Helm Chart Unit Testing

I really like to add some unit tests when creating Helm Charts, especially when the number of conditional statements increases the complexity grows. So IMHO, it’s crucial to have a safety net to protect your future self from making any mistakes.

You already have helm lint and tools like helm/chart-testing, which are valuable tools when developing Helm Charts. However, they don’t cover all the aspects of a chart, and testing all the conditionals is quite tricky and convoluted.

To my surprise, I couldn’t find a lot of existing projects who try to solve unit testing for Helm Charts. And to be honest, none of the existing solutions were viable alternatives that satisfied me, so I’ve set up a test suite using MiniTest Ruby Test framework instead.

Without the actual tests, the boilerplate code is less than a hundred lines of code, which makes our lives easier. In three easy steps, I’ll walk you through how you will be able to use the same setup yourself.

TL;DR: Check out the test_helper.rb and web_spec.rb in the niels-s/helm-chart-unit-test-example repository.

The Chart Class

The below snippet shows the meat of the Chart class created to abstract away the necessities to gather input values for the Helm chart and to execute the helm template command. It will capture and parse the command’s output to quickly lookup Kubernetes resources to compare them in our unit tests.

 1
 2
 3
 4
 5
 6
 7
 8
 9
10
11
12
13
14
15
16
17
18
19
20
21
22
23
24
25
26
27
28
29
30
31
32
33
34
35
36
37
38
class Chart
  ...

  def execute_helm_template!
    file = Tempfile.new(name)
    file.write(JSON.parse(values.to_json).to_yaml)
    file.close

    begin
      command = "helm template '#{name}' '#{path}' --namespace='default' --values='#{file.path}'"
      stdout, stderr, status = Open3.capture3(command)

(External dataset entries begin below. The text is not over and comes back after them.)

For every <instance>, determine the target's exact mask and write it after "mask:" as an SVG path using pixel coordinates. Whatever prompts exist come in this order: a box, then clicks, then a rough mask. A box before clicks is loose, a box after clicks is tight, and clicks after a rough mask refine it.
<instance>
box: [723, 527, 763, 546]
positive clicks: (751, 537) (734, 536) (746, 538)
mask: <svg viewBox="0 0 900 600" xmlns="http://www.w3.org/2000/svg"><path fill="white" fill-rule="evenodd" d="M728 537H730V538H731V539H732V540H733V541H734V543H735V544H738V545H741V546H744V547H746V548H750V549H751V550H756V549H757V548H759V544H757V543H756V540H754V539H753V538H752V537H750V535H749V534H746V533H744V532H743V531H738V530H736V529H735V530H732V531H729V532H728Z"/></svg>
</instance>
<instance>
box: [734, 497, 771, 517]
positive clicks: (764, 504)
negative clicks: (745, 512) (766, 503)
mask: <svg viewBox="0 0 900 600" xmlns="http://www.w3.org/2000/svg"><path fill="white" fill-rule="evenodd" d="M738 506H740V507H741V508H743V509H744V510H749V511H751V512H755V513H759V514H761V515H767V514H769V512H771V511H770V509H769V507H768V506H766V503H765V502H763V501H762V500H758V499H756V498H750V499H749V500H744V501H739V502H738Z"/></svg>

      raise HelmCompileError, stderr if status != 0

      stdout
    ensure
      file.unlink
    end
  end

  def parsed_resources
    @parsed_resources ||= begin
      output = execute_helm_template!
      puts output if ENV.fetch('DEBUG', 'false') == 'true'
      YAML.load_stream(output)
    end
  end

  def resources(matcher = nil)
    return parsed_resources unless matcher

    parsed_resources.select do |r|
      r >= Hash[matcher.map { |k, v| [k.to_s, v] }]
    end
  end

  ...
end

Extending MiniTest::Spec

Besides the Chart class, I’ve also extended the MiniTest::Spec class to make it easier to interact directly with the “subject” chart. A convenience helper is the jq method, which uses jq to look up specific values using a JSON path query.

 1
 2
 3
 4
 5
 6
 7
 8
 9
10
11
12
13
14
15
16
17
module Minitest
  class Spec
    before { chart.reset! }

    def chart
      subject
    end

    def resource(name)
      chart.resources(kind: name).first
    end

    def jq(matcher, object)
      value(object.jq(matcher)[0])
    end
  end
end

Writing a first test

1
2
3
4
5
6
7
8
9
describe Chart.new('charts/web') do
  describe 'pod replicas' do
    it 'configures 3 replicas' do
      chart.value(replicaCount: 3)

      jq('.spec.replicas', resource('Deployment')).must_equal 3
    end
  end
end

We start the test by first defining which Helm Chart we are testing. In this case, we are testing a simple web chart, see line 1.

In our tests, we can refer to the chart object, which gives us the option to define custom values. As you can see in the replica’s test where we define a custom replicaCount of three on line 4.

And on line 6, we use the jq helper to retrieve the replicas field from the Deployment resource to validate the custom replica count in configured. Calling the resource method will implicitly trigger the helm template action to be performed with the configured values.

Complete example

For a complete example, I’ve set up an example repository, including the chart/web I refer to above and some more unit tests. Have a look at niels-s/helm-chart-unit-test-example.

And let’s give credit where credit’s due to my former colleague Jean Mertz who started with this idea in the first place.